You always know when someone has lost the argument when all they can do is resort to abusive ad hominem. That’s exactly what we find in Doug Wilson’s recent blog, An Anarchic Personality. Simply put, abusive ad hominem is to attack the man rather than the argument and Wilson uses this fallacious argument very effectively in his attack against a liberal critic of his, Idaho University professor of philosophy, Nick Gier.
Gier, who evidently is not at all pleased with Wilson’s growing “religious empire” in tiny Moscow, is called an “unbeliever” and a “liberal” repeatedly by Wilson and throughout his piece. Wilson also accuses Gier of being “one of the chief voices in our local disturbances here in Moscow.” Of course, being an unbeliever and a liberal, even being a “chief voice” in a local disturbance, doesn’t mean that Gier’s arguments against Wilson are false, but that is exactly the conclusion Wilson hopes his readers will draw. So, to play along, and since I have no idea what “local disturbance” Wilson has in mind or even who Professor Gier is, for my purposes here I will take Wilson at his word that Gier is an unbeliever and a liberal.

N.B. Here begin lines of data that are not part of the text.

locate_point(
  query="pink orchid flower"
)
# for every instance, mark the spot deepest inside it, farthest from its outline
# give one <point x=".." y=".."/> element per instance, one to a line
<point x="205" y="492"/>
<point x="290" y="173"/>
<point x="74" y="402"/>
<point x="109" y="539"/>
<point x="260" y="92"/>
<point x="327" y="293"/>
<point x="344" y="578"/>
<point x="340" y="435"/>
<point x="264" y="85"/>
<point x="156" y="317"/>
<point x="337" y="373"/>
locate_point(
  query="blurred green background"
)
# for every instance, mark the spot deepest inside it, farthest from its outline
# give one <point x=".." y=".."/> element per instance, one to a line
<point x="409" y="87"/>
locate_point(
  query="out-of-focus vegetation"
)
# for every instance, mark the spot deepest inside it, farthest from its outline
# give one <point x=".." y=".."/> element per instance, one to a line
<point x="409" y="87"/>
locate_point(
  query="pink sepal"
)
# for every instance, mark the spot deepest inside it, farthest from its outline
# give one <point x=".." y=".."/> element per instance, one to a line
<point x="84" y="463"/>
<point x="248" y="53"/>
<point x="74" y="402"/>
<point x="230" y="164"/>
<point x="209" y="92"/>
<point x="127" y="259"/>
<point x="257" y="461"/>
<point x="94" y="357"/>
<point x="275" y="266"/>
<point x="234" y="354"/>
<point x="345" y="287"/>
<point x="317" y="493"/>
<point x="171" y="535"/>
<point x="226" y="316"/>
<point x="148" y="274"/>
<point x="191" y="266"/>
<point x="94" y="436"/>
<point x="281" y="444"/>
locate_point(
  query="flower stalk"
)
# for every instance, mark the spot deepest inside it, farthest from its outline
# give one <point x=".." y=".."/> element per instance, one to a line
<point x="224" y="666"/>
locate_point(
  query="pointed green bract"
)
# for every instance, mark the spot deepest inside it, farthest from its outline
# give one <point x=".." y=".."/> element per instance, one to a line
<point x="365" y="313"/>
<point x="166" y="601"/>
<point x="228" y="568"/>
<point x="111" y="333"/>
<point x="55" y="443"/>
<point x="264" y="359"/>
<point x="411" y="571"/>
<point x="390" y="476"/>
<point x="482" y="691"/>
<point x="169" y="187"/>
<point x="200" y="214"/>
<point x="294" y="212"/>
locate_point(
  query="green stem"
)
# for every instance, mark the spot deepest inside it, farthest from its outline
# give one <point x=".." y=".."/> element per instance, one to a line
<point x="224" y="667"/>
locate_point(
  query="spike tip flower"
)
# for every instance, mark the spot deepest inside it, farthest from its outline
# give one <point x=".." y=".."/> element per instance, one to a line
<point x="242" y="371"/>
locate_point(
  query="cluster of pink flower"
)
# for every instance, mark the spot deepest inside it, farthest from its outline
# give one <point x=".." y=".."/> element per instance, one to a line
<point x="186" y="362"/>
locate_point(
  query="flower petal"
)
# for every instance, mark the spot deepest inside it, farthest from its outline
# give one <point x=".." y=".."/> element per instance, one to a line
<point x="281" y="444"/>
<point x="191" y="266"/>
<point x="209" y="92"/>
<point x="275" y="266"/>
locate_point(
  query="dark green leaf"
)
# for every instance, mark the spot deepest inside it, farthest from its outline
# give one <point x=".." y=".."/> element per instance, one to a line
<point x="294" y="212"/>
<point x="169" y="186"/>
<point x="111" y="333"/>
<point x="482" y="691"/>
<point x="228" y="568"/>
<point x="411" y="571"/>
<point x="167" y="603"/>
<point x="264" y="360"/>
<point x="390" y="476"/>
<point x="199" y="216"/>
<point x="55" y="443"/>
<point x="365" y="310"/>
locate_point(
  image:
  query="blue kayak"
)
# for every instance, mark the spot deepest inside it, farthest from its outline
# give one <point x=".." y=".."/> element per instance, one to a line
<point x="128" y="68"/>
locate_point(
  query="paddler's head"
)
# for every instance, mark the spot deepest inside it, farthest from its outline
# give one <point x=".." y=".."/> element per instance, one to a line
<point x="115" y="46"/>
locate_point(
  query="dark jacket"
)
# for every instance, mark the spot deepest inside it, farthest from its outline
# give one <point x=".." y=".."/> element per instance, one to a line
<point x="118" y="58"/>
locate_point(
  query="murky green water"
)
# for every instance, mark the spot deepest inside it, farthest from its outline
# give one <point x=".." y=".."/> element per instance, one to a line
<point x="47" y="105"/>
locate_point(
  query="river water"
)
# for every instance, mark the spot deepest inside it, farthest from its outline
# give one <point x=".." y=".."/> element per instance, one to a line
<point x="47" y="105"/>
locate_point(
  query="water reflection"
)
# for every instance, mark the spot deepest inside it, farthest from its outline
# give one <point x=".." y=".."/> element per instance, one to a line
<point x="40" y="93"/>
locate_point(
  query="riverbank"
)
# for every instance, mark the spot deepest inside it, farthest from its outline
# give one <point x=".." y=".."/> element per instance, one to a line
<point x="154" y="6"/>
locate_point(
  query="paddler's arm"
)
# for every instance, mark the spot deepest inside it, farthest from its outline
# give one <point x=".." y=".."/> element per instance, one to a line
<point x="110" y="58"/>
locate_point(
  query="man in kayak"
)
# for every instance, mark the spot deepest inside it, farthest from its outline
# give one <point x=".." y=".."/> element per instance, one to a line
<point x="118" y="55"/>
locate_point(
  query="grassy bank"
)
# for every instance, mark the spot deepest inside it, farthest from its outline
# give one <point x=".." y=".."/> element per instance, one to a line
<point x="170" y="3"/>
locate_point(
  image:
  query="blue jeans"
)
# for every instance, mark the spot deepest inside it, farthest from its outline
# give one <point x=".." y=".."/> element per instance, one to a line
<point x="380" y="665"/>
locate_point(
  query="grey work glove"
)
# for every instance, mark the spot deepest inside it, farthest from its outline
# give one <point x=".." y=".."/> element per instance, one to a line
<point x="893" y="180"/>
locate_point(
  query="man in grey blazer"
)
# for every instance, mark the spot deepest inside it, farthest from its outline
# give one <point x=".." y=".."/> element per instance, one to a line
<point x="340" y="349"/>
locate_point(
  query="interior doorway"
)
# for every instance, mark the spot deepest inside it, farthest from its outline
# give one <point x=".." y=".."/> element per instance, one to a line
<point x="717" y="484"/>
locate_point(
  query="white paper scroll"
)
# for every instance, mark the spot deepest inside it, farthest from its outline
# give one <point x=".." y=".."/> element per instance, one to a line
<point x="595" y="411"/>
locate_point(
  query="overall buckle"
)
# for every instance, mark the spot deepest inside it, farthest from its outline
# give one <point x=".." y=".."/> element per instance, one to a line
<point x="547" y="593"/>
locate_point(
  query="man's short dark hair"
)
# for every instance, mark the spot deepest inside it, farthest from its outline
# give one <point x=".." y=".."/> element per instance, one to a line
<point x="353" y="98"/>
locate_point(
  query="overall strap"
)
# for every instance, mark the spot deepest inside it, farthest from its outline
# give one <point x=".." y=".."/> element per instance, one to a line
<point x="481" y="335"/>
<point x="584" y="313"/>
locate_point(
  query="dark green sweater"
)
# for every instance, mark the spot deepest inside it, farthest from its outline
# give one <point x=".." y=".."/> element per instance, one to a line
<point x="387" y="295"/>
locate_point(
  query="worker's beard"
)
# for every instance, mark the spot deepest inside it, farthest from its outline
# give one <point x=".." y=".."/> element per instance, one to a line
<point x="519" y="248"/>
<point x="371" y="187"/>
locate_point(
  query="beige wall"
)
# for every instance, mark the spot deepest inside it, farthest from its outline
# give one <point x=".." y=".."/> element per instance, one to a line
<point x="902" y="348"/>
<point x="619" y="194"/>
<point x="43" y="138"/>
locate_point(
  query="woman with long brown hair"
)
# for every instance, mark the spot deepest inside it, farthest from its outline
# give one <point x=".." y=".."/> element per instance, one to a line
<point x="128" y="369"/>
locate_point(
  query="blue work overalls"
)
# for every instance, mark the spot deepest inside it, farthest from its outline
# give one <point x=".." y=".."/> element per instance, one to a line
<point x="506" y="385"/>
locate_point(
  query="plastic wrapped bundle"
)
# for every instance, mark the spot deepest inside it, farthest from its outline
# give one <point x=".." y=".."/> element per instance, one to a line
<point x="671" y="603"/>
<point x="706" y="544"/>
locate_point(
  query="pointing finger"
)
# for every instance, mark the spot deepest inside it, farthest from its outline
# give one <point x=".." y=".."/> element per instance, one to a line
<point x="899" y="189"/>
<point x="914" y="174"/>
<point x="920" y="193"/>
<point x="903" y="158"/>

What sets Wilson off is what he calls the “two-way schmooze traffic between the TR camp and radical progressive camp.” Wilson is clearly irritated that both TR’s and unbelieving “radical progressives,” as he calls them, can both recognize that Wilson is not Reformed at all. Yet, rather than deal with his critics head-on and answer their arguments, Wilson says his intent is “not to defend myself from the charges one more time.” One more time? I’ve been reading Wilson for a long time and I have yet to see him defend himself against the charges of his critics even once. Generally his defense, if you can call it that, has been along the lines that his critics are too stupid to understand him, he didn’t say what his critics quote him as saying (even when they cite him saying the very things they said he said), they’re lying, it was just a typo, all of the above.